The performance goals for the FY11 Annual Incentive Plan will be equally weighted. Under the
FY11 Annual Incentive Plan, the achievement of the performance goals at 80% of target (90% of
target for the DSOs performance goal) will result in a payout of 50% of targeted annual bonus, the
achievement of the performance goals at 100% of target will result in a payout of 100% of targeted
annual bonus and the achievement of the performance goals at 120% of target (110% of target for the
DSOs performance goal) will result in a payout of 150% of targeted annual bonus.
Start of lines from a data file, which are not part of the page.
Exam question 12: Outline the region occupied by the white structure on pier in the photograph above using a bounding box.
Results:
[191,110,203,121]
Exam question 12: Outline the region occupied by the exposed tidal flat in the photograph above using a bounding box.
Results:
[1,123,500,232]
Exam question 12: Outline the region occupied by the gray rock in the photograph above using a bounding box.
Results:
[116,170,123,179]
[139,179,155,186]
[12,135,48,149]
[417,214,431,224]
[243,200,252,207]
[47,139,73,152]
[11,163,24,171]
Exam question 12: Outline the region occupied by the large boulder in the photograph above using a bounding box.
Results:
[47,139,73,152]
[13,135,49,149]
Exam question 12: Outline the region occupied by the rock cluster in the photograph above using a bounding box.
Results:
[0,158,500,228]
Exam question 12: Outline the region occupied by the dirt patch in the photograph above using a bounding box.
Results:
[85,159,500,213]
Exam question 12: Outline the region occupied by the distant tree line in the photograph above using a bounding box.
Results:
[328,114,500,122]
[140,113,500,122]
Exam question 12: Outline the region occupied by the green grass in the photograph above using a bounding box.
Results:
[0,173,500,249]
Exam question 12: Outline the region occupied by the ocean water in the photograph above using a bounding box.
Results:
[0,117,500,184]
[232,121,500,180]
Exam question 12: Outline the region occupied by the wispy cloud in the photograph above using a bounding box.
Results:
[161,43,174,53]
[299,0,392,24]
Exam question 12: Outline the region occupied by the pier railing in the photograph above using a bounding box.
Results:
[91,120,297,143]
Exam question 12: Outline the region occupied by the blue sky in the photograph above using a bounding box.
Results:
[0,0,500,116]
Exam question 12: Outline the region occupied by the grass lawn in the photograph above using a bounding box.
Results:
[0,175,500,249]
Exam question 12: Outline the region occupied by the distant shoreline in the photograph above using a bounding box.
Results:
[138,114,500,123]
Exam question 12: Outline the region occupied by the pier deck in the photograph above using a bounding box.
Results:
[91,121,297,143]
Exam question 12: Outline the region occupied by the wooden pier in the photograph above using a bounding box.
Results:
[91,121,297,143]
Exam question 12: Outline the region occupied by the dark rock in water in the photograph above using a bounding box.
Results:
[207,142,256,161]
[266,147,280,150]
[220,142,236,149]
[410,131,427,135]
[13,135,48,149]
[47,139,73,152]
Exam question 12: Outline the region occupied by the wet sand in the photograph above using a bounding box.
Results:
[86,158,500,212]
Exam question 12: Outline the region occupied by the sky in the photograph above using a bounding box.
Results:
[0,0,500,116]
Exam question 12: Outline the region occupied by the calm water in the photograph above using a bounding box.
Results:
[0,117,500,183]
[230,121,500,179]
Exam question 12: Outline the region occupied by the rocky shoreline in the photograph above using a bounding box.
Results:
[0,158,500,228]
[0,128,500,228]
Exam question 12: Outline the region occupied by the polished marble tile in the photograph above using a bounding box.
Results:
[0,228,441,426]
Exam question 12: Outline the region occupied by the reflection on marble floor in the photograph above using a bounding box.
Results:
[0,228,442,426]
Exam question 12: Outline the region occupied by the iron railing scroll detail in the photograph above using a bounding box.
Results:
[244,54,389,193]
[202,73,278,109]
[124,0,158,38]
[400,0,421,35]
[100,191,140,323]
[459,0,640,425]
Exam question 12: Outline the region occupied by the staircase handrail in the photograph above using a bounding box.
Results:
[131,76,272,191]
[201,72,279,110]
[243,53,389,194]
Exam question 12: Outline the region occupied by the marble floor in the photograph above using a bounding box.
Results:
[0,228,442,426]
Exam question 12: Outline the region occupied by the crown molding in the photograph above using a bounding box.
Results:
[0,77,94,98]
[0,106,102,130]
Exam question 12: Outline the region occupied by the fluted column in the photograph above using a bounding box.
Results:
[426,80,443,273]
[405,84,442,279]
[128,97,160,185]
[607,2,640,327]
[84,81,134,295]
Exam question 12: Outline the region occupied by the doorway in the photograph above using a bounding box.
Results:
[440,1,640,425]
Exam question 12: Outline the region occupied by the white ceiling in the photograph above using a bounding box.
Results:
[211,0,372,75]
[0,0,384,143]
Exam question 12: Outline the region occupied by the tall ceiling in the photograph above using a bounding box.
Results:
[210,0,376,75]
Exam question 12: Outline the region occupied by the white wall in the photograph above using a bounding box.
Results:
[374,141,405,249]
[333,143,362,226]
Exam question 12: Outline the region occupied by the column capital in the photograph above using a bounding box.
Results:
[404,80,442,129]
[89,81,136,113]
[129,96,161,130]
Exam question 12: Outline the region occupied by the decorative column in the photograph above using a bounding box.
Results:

Following Board
review and approval, the Committee made targeted annual bonus awards under the FY11 Annual
Incentive Plan to the Companys executive officers as follows: R. Terry Blakemore, President and
Chief Executive Officer 100% of base salary or $600,000; Michael McAndrew, Executive Vice
President, Chief Financial Officer, Treasurer and Secretary 100% of base salary or $350,000; and
Francis W. Wertheimber, Senior Vice President 50% of base salary or $133,000.
The Company, in the future, may adopt an annual incentive plan similar to the FY11 Annual
Incentive Plan with the performance goals set forth in the FY11 Annual Incentive Plan or with other
performance goals as permitted under the 2008 Plan.